Don’t Worry, Be Happy

17 Apr ’06

As I gradually get reacquainted with life on the ‘net, I’ve been catching up with my feed reader, news of the world, etc., and I’ve been a little startled to realize that not much has happened on the ‘net in the past 10 days. That’s perhaps a bit of an exaggeration, but very little of what I missed while I was away has caught my eye.

And then I noticed some comments by Robert Scoble that resonated with me. He’s announced that he’s going to moderate comments, and it appears to be of a piece with an effort he’s making to foster positive change in his life. Gist:

But, mostly, this past week was about change.

Some things I’ve changed? 1) No more coffee. 2) No more soda. 3) Xercising. 4) No more unhappy people in my life. 5) Get balance back in my own life.

Thanks to all the interesting people I’ve had conversations with this week. More than 100 people by last count. Some, who, Gent Hito, showed me some killer technology (it’s called RSSBus, and takes RSS into places I never really thought about. In other words, things that aren’t blogs or news feeds. If you’re a developer you should get a demo from Gent).

One of my most memeorable conversations, though, was with Buzz Bruggeman, CEO of ActiveWords and a good friend. He told me to hang around people who are happy. And I realized I had been listening to too many people who were deeply unhappy and not bringing any value into my life. He told me to listen to this recording on NPR about “finding happiness in a Harvard Classroom.” He also told me about the four agreements, which are Don Miguel Ruiz’s code for life. Good stuff.

It was that moment that I decided to moderate my comments here. Yes, I am now approving every comment here. And I will delete any that don’t add value to either my life or the lives of my readers.

My impressions – First, making changes is a grand idea – Scoble is the unfortunate focus of a lot of critical attention, simply because he’s a visible Microsoft blogger, and being at the business end of all of that unremitting and pointless negativity has to be terribly corrosive, and a serious waste of time. If that comes with living online, it’s time to think about getting offline.

Second, anything that Buzz is selling, I’m buying. I’ve only met him once, and emailed with him only a few times, but that was enough to recognize that Buzz is a blast of fresh air and a very positive influence.

Third, the blogsophere seems to be a magnet for deeply unhappy people – one sees this over and over again, but I had too close an experience with it after my recent Dvorak / Apple postthe comments I received here and on Digg.com were an unwelcome insight into the effort that some on the internet will go to complain, criticize and insult for no useful purpose. Oh, and there are a lot of them.

Fourth, if it were me dealing with such negativity in comments, I wouldn’t moderate my comments, I’d either ignore them or I’d require commenters to register (with verified email) before commenting, and I’d IP block those who show that they can’t contribute without adult supervision. Moderating is simply going to require paying a lot of attention to a lot of negativity – I think a bigger change is in order.

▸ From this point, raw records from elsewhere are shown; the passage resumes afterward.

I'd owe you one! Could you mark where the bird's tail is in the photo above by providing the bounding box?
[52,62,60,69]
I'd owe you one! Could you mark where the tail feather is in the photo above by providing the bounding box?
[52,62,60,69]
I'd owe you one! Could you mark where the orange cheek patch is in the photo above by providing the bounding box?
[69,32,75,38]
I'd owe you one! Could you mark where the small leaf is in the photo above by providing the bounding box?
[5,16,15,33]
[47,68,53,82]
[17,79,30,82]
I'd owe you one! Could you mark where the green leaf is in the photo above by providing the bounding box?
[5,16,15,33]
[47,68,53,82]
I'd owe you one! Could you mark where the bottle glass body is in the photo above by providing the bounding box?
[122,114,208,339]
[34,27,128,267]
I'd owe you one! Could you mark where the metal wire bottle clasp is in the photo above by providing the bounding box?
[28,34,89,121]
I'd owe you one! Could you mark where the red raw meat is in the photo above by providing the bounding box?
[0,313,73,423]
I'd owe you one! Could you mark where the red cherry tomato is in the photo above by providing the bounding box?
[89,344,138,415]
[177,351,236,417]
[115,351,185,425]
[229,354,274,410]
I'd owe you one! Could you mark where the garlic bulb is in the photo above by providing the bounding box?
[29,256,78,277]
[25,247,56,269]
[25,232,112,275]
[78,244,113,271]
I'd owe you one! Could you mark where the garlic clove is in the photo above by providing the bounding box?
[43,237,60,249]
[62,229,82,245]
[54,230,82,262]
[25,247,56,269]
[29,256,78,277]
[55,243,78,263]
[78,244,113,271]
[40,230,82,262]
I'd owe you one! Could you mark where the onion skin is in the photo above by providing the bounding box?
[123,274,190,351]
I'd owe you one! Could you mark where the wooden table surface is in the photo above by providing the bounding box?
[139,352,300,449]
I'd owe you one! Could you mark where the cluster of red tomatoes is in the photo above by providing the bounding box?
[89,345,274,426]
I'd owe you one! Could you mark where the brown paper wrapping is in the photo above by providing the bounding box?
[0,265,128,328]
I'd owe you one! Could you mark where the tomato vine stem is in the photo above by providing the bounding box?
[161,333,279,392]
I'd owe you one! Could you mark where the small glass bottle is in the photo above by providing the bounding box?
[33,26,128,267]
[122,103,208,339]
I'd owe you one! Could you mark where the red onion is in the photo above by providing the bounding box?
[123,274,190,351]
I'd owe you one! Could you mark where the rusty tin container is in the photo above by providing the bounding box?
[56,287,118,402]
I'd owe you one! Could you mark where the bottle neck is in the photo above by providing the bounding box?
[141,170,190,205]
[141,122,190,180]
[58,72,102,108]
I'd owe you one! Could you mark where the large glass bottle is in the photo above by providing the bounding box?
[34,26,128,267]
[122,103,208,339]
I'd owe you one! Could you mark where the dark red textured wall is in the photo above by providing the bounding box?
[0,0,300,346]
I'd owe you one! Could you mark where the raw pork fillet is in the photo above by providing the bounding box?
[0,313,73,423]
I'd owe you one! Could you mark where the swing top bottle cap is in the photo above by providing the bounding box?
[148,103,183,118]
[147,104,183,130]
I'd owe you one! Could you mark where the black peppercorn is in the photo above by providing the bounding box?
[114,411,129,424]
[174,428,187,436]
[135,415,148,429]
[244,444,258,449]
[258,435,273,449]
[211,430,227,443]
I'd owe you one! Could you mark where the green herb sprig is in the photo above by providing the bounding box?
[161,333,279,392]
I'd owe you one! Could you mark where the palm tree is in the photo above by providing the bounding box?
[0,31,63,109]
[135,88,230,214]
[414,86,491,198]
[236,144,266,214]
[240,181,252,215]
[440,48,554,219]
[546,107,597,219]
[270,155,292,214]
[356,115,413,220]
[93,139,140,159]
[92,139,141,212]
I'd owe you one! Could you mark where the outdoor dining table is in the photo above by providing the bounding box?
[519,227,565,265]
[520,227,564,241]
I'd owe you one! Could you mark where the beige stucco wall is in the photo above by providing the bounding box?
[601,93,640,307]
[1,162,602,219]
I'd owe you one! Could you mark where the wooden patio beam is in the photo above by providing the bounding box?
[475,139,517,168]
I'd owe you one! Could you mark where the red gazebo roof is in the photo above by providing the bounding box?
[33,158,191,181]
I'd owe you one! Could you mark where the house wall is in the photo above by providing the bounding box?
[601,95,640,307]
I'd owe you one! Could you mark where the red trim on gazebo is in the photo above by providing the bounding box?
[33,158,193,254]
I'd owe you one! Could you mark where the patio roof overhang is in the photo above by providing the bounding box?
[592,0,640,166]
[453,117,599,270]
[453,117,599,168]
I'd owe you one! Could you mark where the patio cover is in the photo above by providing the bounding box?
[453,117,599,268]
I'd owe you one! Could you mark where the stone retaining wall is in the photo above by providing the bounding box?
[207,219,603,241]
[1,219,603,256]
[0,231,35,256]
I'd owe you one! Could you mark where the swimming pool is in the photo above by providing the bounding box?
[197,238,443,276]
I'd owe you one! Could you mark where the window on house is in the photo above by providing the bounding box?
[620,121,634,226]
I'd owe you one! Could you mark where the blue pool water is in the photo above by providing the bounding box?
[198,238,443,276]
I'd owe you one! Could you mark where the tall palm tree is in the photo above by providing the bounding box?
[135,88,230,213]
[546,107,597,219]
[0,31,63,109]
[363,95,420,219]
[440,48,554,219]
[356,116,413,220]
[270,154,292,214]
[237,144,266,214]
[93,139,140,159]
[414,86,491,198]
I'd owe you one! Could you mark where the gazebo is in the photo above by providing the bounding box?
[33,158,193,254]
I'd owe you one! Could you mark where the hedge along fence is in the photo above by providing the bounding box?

First, if you ignore your comments, anything that really adds to the conversation will find some other way to announce itself to you and you can resume the conversation when it does. Second, requiring commenters to register is a pain for the readership, but anyone with anything really worth reading is not going to mind the effort.

Finally, I can’t help but wonder whether Scoble is (finally) experiencing the blog fatigue that Phil Sim recently described. Living a life online does take a toll, and getting away from it for occasional (long) stretches may well be a very good thing.